Enveloped viruses cause a wide range of diseases in humans. At the first step of infection, these viruses must fuse their envelope with a cell membrane to initiate infection. This fusion is mediated by viral proteins that require a critical activating cleavage event. It was previously thought that for parainfluenza virus 3, an important cause of respiratory disease and a representative of a group of important pathogens, this cleavage event was mediated by furin in the cell secretory pathways prior to formation of the virions. We show that this is only true for laboratory strain viruses, and that clinical viruses that infect humans utilize extracellular proteases that are only made by a small subset of cells. These results highlight the importance of studying authentic clinical viruses that infect human tissues for understanding natural infection.

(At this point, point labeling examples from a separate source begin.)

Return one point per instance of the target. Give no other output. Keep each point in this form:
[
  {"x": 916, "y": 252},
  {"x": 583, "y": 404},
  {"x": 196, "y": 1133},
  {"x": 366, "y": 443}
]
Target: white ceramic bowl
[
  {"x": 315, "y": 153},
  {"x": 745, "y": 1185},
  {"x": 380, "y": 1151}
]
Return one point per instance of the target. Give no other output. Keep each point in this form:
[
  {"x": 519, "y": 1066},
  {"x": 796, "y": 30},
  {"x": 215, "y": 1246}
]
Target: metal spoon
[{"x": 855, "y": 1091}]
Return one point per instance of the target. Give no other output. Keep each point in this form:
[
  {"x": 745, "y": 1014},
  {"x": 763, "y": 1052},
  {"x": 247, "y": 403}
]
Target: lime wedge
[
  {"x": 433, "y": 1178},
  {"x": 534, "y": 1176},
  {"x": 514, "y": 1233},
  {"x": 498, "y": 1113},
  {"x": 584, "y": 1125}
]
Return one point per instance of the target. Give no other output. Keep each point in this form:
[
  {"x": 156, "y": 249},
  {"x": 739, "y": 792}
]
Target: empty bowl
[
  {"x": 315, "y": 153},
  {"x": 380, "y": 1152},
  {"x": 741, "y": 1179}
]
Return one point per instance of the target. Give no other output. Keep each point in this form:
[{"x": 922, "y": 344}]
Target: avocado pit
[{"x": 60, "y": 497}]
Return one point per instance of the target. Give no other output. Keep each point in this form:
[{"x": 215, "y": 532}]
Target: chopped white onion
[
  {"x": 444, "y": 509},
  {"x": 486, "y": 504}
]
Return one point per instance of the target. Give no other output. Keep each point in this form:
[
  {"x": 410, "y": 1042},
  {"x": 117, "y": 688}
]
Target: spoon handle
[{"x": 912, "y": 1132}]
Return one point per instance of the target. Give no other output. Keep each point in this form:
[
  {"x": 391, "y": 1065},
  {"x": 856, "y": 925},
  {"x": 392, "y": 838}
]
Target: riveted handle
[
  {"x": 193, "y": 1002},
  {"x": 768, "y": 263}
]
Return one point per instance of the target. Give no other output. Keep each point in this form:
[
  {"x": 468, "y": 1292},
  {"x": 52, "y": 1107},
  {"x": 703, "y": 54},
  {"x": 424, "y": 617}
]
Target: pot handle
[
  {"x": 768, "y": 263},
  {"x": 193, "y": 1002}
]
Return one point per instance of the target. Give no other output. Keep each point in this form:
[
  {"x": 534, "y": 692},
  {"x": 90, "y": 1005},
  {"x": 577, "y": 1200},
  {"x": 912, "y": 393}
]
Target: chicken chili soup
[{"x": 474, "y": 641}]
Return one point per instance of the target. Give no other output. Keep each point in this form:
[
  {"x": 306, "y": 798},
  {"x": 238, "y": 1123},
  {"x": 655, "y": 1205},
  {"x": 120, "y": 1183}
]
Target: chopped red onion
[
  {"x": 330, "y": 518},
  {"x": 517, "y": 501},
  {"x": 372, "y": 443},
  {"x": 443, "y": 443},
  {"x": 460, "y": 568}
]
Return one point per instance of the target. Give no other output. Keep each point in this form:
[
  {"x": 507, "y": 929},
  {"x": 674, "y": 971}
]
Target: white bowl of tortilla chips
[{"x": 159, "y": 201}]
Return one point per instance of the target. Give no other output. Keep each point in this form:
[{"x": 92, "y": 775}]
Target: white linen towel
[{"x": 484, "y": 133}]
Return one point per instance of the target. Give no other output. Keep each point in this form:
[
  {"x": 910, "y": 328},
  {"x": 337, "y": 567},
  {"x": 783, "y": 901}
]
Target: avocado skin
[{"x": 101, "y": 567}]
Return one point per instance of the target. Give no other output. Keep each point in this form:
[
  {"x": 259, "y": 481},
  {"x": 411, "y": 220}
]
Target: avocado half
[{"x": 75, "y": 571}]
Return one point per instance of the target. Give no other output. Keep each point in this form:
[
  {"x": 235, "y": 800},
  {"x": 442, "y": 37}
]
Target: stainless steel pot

人类副流感病毒 3(HPIV3)感染是由病毒表面糖蛋白血凝素神经氨酸酶(HN)和融合蛋白(F)的协调作用驱动的。受体结合的 HN 激活 F 插入靶细胞膜并驱动病毒包膜与细胞膜融合。为了介导进入,其前体(F0)必须首先被宿主蛋白酶切割。F0 切割被认为是通过普遍表达的弗林蛋白酶在病毒糖蛋白穿过高尔基体内运输过程中执行的,因为实验室适应的病毒的 F0 蛋白在残基 108 附近含有弗林识别的双碱性切割基序 RXKR。在这里,我们表明,现场分离株的 F 蛋白具有不同于实验室适应株的不同切割基序,并且由仅在一小部分细胞类型中表达的未鉴定蛋白酶切割。我们证明,细胞外丝氨酸蛋白酶抑制剂可阻断现场分离株的 HPIV3 F0 切割,这表明 F0 切割发生在细胞表面,由跨膜蛋白酶介导。通过 HEK293/dCas9-VP64+MPH 细胞的全基因组 CRISPRa 筛选鉴定了可能加工 HPIV3 F 的候选蛋白酶。肺表达的细胞外丝氨酸蛋白酶 TMPRSS2 和 TMPRSS13 都足以切割 HPIV3 F,并使原本不可感染的细胞释放感染性病毒。我们的发现支持 F 激活的替代机制,依赖于在一小部分细胞中表达的细胞外膜结合丝氨酸蛋白酶。F 蛋白的切割和感染性病毒的释放比例由宿主细胞所需蛋白酶的表达决定,这使得 F 的激活恰到好处,并将 F 切割定位为 HPIV3 传播的另一个关键调节剂。
包膜病毒可引起人类的广泛疾病。在感染的第一步,这些病毒必须使它们的包膜与细胞膜融合,以启动感染。这种融合由病毒蛋白介导,这些蛋白需要一个关键的激活切割事件。以前认为,对于副流感病毒 3,这是一种重要的呼吸道疾病病原体,也是一组重要病原体的代表,这种切割事件是在病毒形成之前在细胞分泌途径中由弗林蛋白酶介导的。我们表明,这仅适用于实验室株病毒,而感染人类的临床病毒则利用仅由一小部分细胞产生的细胞外蛋白酶。这些结果强调了研究感染人类组织的真实临床病毒对于理解自然感染的重要性。